How to make hat boxes

Updated April 17, 2017

Hat boxes are useful not only for safely storing men and women's hats, but they can also be utilised for gift boxes, decorative pieces that are colour-coordinated for a particular room, or for lightweight individualised keepsake containers. Since the hat box is used to hold more than a hat, you can make your own and personalise the box to fit your desired shape, design, or colour scheme.

Take your chosen colour of poster board and lay 2 pieces together, flat on a sturdy table or on the floor. Put something like cardboard under the poster board to protect the table underneath from cut marks. Decide what size you want for the base of the hat box and use a pencil to outline this shape onto the poster board (either round or square). Cut out this outline with a craft knife through both layers of poster board. The edges may be a little rough, so use a small piece of extra-fine sandpaper to smooth out the roughness. You now have the base and lid for your hat box.

Take another piece of poster board, hold it on one of its sides above the base with the chosen colour facing outwards, then turn it to make a cylinder (for a round hat box), or fold it at each corner to make four sides for a square hat box. Don't be concerned about securing it to the base yet: you are just setting it atop the base to square or round it off for the sides. After you have shaped it, secure the bottom of the cylinder or square with a clothespin so it will retain its shape. Then cut off the extra overlapping width. This is also the point where you decide how high the sides should be, and cut off the undesired height. Sand off the roughness as needed.

Remove the clothespin, and place glue up and down the edges of the cylinder or square. Press these ends together and secure with clothespins. Allow to dry. You now have the sides (cylinder or square) of the hat box to fit atop the base. Apply a thin strip of glue along the edges of the base. Set the cylinder or square form atop the base, aligning it onto the glued area. Press even strips of paper tape inside and outside the hat box at the base--all around the hat box. Fold the tape neatly at each corner (if the hat box is square).

Take the lid that you cut in step 1 and lay it flat. Select another section of poster board and repeat steps 2 and 3 to make the band for the lid--but only cut a 2-inch or 3-inch high strip from the poster board.

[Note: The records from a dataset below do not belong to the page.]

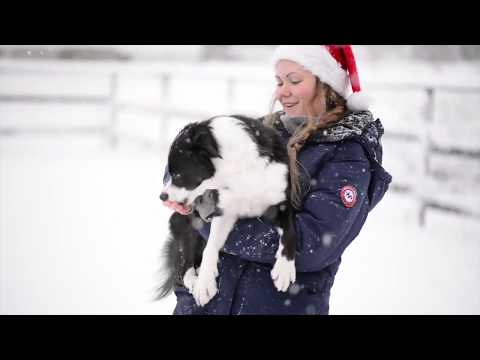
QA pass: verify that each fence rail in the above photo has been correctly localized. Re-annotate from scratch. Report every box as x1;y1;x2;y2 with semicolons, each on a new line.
0;61;480;224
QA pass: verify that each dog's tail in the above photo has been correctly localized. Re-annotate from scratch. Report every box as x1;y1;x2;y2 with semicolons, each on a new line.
154;236;184;300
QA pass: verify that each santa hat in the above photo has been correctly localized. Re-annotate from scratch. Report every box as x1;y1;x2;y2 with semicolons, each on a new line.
272;45;370;111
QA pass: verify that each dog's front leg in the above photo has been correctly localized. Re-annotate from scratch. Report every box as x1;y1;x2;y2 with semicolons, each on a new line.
193;215;236;306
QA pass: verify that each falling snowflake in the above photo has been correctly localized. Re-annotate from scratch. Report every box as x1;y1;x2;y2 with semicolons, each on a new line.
288;284;300;295
305;304;317;315
322;232;334;247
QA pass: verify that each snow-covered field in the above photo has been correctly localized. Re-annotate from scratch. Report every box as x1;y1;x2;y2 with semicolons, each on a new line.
0;57;480;314
0;136;480;314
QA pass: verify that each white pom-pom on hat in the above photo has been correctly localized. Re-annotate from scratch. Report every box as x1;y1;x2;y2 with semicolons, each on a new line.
272;45;371;111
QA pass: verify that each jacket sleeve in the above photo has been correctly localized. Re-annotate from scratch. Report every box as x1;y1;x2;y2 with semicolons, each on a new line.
200;143;370;272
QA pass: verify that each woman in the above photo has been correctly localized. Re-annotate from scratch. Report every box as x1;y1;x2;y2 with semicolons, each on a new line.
161;45;391;315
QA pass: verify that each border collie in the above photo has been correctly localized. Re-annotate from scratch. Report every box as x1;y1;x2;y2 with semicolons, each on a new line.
157;115;295;306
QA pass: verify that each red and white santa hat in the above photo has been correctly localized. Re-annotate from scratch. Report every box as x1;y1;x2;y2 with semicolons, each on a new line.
272;45;370;111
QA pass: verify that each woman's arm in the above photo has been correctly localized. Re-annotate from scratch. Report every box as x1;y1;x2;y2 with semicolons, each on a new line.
200;145;370;272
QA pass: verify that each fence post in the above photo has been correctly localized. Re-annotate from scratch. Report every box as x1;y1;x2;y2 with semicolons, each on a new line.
107;73;118;148
419;87;435;227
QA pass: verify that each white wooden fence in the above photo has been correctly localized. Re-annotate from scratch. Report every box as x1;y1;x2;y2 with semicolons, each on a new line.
0;60;480;224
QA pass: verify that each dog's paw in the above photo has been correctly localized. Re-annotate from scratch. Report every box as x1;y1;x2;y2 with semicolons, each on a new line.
192;271;218;306
270;255;296;292
183;267;198;294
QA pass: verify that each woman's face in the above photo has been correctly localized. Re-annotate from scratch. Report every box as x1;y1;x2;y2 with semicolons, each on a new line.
275;60;321;117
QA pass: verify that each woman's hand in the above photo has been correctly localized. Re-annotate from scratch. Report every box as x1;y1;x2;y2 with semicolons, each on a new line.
163;200;191;215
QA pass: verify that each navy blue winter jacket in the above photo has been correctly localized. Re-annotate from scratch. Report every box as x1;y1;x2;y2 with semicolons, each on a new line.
167;112;391;315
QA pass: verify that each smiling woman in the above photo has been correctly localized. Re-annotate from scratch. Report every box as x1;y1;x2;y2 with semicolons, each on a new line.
161;45;391;315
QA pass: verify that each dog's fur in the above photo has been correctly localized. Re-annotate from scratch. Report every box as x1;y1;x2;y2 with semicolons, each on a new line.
157;116;295;306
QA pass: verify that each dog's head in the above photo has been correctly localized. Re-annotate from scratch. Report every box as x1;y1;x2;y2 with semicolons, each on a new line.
160;120;221;206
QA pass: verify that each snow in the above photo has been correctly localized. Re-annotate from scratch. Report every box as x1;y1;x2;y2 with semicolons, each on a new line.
0;136;480;314
0;60;480;314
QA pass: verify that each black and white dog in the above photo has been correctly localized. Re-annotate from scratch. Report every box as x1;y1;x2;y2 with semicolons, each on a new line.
158;116;295;306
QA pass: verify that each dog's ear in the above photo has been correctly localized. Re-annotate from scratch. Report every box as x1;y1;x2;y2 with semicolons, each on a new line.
192;129;221;158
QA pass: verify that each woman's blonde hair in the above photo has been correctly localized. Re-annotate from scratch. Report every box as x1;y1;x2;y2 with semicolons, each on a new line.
265;77;347;210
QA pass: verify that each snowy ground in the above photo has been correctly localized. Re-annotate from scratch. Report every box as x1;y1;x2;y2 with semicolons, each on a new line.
0;135;480;314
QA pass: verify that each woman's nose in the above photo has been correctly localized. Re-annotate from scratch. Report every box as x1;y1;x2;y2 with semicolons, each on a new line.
277;84;292;97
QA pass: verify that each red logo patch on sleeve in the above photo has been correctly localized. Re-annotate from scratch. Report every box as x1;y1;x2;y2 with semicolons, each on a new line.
340;185;357;208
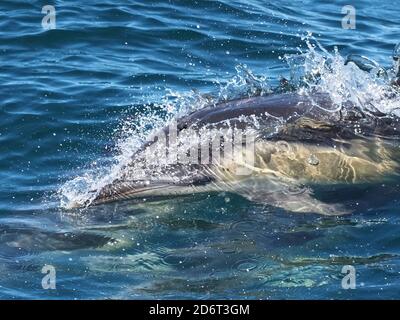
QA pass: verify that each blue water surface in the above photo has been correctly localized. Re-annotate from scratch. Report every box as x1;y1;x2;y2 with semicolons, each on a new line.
0;0;400;299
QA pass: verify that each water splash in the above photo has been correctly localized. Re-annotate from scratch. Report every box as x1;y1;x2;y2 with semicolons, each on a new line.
58;39;400;208
285;36;400;116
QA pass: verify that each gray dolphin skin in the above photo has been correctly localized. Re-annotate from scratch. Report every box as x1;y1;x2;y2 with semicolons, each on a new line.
85;93;400;215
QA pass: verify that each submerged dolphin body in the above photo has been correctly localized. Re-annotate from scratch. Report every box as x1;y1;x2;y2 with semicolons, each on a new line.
84;93;400;215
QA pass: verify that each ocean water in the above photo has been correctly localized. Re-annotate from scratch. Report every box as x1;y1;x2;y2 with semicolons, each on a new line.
0;0;400;299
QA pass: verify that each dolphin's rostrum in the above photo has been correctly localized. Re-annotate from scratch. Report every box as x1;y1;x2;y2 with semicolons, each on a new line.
79;93;400;215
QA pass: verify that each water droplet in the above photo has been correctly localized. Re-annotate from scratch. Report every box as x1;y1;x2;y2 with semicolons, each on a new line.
308;154;319;166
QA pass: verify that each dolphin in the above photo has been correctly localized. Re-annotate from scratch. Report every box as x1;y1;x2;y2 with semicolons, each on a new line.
82;92;400;215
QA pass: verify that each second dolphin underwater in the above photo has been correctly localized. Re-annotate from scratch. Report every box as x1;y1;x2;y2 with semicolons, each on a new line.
74;87;400;215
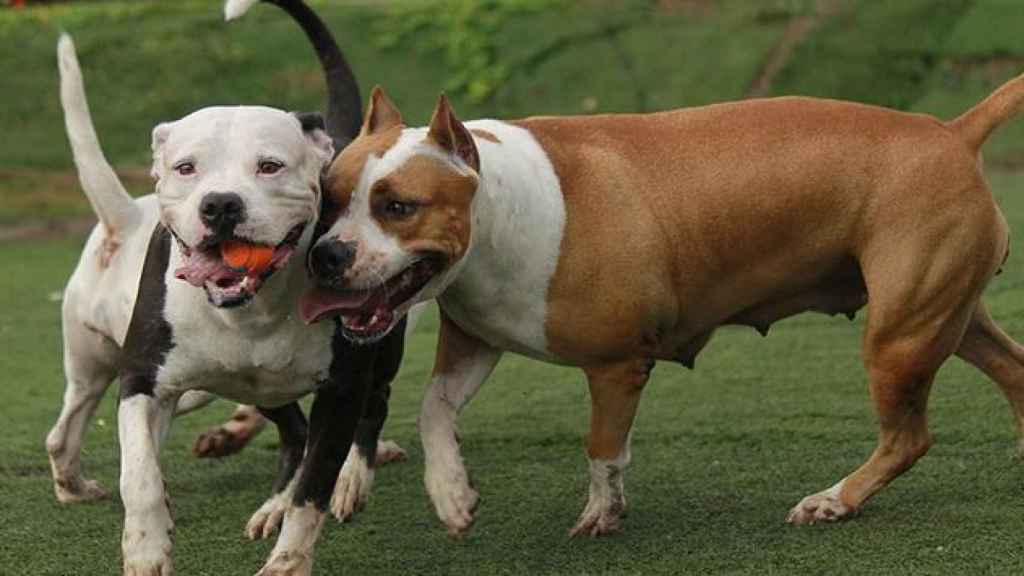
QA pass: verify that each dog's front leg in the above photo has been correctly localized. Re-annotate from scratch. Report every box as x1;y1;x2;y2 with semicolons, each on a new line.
569;359;654;536
257;332;391;576
246;402;307;540
420;312;502;535
118;225;180;576
118;394;177;576
331;319;407;522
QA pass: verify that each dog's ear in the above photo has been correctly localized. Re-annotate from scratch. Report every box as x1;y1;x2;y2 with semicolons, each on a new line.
150;122;174;180
359;86;401;136
292;112;334;169
429;94;480;173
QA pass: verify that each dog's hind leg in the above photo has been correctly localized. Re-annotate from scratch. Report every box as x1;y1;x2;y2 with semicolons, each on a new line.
956;302;1024;457
46;314;119;504
569;360;654;536
787;204;1004;524
193;404;266;458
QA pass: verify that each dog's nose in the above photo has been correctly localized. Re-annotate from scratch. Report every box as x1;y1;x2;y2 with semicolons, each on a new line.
309;240;355;279
199;192;246;232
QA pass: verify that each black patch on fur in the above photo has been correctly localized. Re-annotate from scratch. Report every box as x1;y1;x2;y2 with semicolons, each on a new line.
293;322;406;510
257;402;307;494
292;112;327;132
263;0;362;154
119;224;174;400
354;318;406;468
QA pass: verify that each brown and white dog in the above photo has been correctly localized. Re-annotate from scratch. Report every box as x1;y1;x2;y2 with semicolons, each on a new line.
300;77;1024;535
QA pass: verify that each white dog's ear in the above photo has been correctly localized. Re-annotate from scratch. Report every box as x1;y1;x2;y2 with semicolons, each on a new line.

Form the strip around the lid and glue onto the lid. Allow to partially dry then fold strips of paper tape around the inside of the cylinder or square lid, pressing it down neatly. You now have the completed lid for the hat box.

Decorate the dried and assembled hat box with your choice drawings, craft decor, or collage pictures. The inside of the hat box can be lined with fabric such as velvet. Simply measure the fabric the same way you measured the poster board for the base and sides and glue the fabric to the inside.


Make three or more boxes in subsequently smaller sizes so they can fit inside each other, when empty, for easier storage or can be stacked in an attractive pyramid shape for decorative purposes.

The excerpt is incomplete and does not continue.